The building is bounded by Whitworth Street to the north, Granby Row to the south, Cobourg Street to the east, and Sackville Street to the west, where the original main entrance (called the Grand Entrance) was situated. The entrance on Granby Row was the usual entrance to the eastern part of the building (there was another entrance on Whitworth Street only for the use of the students and staff of the University of Manchester). The lower floors contained among other departments the Royce Laboratory for mechanical engineering, named after Henry Royce. Floors were denoted by letters, from BA (lowest), then A to L (highest) missing out I.

The historic Godlee Observatory was located on the roof until its closure in November 2022. The building was used by the university for a number of functions and departments. These included administration, teaching and research in science and technology, and examinations.

Inside on floors D, E and F was the Joule Library and various offices, laboratories, lecture theatres and exam halls. The Joule Library was given this name (commemorating the physicist J. P. Joule) in 1987 when it was refurbished. The library finally closed in June 2022.

There are inscriptions at the Grand Entrance and at the Whitworth Street entrance, recording important events in the history of the building.
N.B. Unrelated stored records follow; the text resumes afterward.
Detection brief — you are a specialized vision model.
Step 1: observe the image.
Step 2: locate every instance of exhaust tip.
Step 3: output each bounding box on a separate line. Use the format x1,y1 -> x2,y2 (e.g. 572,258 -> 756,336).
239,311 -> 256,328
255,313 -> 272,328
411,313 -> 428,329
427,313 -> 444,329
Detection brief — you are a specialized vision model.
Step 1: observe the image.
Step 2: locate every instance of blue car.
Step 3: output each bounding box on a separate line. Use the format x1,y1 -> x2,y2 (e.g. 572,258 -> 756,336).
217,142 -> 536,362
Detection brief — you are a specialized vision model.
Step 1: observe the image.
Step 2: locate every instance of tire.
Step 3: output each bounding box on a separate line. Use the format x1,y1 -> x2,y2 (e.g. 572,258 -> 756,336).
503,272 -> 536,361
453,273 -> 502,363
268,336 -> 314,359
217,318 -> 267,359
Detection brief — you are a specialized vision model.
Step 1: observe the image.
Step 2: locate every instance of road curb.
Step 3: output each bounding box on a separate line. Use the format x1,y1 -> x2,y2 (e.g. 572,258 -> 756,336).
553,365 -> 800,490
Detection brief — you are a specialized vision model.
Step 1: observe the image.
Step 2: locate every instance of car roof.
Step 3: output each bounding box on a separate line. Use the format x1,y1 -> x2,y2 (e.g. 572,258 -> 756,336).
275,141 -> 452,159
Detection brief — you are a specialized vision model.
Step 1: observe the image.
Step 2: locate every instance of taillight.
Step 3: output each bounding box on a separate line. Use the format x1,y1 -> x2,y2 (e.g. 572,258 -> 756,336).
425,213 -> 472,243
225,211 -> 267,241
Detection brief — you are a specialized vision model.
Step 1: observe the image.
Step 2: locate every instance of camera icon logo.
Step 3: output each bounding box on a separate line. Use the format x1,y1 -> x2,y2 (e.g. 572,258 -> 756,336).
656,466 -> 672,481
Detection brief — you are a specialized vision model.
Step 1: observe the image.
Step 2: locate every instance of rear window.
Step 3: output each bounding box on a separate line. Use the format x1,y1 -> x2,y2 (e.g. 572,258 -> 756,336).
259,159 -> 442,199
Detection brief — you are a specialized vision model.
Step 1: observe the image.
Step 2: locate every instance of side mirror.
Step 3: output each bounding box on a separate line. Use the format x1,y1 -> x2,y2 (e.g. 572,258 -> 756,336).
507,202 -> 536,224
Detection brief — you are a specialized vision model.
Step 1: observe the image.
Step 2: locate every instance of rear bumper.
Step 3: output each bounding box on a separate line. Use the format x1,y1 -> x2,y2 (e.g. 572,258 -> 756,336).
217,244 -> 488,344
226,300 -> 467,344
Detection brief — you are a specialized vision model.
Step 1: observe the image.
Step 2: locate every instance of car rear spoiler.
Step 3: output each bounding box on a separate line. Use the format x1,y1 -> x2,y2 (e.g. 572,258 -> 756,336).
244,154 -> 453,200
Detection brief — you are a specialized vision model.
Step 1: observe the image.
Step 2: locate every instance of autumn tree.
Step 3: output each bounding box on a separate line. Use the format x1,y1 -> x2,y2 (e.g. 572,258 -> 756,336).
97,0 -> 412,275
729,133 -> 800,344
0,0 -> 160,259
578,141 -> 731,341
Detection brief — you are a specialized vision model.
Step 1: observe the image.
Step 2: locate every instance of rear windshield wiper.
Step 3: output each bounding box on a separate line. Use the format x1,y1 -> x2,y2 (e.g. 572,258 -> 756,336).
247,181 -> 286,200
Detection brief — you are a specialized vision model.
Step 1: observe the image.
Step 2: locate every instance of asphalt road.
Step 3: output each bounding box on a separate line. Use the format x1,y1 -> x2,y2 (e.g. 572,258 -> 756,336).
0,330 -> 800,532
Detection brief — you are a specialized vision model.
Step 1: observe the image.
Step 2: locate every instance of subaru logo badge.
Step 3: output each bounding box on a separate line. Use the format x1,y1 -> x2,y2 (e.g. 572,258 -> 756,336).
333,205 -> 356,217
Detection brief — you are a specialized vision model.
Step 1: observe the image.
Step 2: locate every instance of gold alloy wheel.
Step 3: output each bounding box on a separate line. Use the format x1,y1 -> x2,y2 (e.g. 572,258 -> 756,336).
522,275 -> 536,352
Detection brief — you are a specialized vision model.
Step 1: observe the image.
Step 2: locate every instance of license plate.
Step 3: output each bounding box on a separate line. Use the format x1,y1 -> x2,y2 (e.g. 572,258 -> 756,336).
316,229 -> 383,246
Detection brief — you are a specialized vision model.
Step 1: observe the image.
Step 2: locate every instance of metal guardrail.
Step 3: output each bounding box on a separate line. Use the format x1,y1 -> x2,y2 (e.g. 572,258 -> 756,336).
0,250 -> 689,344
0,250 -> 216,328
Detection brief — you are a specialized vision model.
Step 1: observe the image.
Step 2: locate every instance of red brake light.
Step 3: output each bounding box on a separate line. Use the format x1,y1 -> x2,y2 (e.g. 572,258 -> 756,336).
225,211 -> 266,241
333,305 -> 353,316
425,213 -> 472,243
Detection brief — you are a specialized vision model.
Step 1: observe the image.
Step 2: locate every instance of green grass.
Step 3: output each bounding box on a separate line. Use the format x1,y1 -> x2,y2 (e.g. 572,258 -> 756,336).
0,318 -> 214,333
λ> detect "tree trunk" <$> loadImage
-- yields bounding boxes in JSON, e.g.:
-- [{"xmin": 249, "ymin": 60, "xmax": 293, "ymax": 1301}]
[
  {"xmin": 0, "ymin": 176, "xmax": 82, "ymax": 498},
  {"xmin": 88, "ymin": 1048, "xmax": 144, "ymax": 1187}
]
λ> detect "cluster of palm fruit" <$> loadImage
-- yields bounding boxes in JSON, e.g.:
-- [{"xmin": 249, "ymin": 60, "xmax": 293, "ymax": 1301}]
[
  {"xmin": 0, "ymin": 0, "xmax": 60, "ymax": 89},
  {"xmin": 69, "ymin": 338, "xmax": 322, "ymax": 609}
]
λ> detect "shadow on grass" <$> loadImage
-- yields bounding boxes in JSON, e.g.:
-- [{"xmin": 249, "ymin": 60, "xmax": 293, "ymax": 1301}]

The later part of the building was built on the site of St Augustine's Church, the third Roman Catholic chapel in Manchester. It was replaced by the second St Augustine's Church in York Street, Chorlton on Medlock. There is also a plaque recording the previous existence of Ivan Levinstein's laboratory on the site.

The Sackville Street Building served as the home for the University of Manchester's school of Electrical and Electronic Engineering (EEE), until its move to the university's new engineering campus, the Nancy Rothwell Building in 2022.

The estates strategy for 2010–2020 for the University of Manchester, stated that essentially all of the former UMIST campus, described as the "area north of the Mancunian Way", was to be disposed of. The fate of the former UMIST Main Building (Sackville Street Building) was not described.

In July 2023 the university announced the launch of a public consultation exercise for the new £1.7bn innovation district, named ID Manchester, to be developed on the UMIST campus, and to include the Sackville Street Building.

== Trivia ==
The chimney of the building had steel reinforcement bands installed by the steeplejack and television personality Fred Dibnah.